As for what these GPUs are used for, Mining on RTX 4000 is hardly worth it, AI needs bandwidth and VRAM (so really only the 4090 is good for that), Businesses overwhelming go for the professional range (RTX Ada), and again the Ada series is just better for modeling. I'm sure not every single GPU goes to gaming, but considering how these cards are actually marketed and that Nvidia has the different market segment offerings its pretty clear that gaming is probably by far the majority of use cases.

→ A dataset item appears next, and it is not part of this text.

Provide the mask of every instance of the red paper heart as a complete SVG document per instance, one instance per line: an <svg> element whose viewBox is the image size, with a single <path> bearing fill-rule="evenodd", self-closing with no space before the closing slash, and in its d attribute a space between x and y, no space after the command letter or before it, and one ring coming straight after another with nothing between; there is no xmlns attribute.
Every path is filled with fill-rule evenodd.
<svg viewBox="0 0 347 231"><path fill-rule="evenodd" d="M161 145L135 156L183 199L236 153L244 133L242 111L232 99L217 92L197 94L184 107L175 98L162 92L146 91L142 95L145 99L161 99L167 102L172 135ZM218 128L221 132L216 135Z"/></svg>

Looking over the past 10 years, so end 2014 to now, almost 500 million GeForce/Radeon (so not Quadro, Tesla, Tensor, Radeon Pro, etc) GPUs were shipped. Mining had two crazes that took millions away (but tons of those get resold as gaming GPUs, after each mining dip Nvidia and AMD both had major sales slumps from the second hand market), some users use these for non gaming reasons, and a ton have probably broken over the years. That being said, it is still a colossal number of gaming GPUs. Integrated GPUs are in the billions, but I think we can all agree that almost none of that is really used for gaming.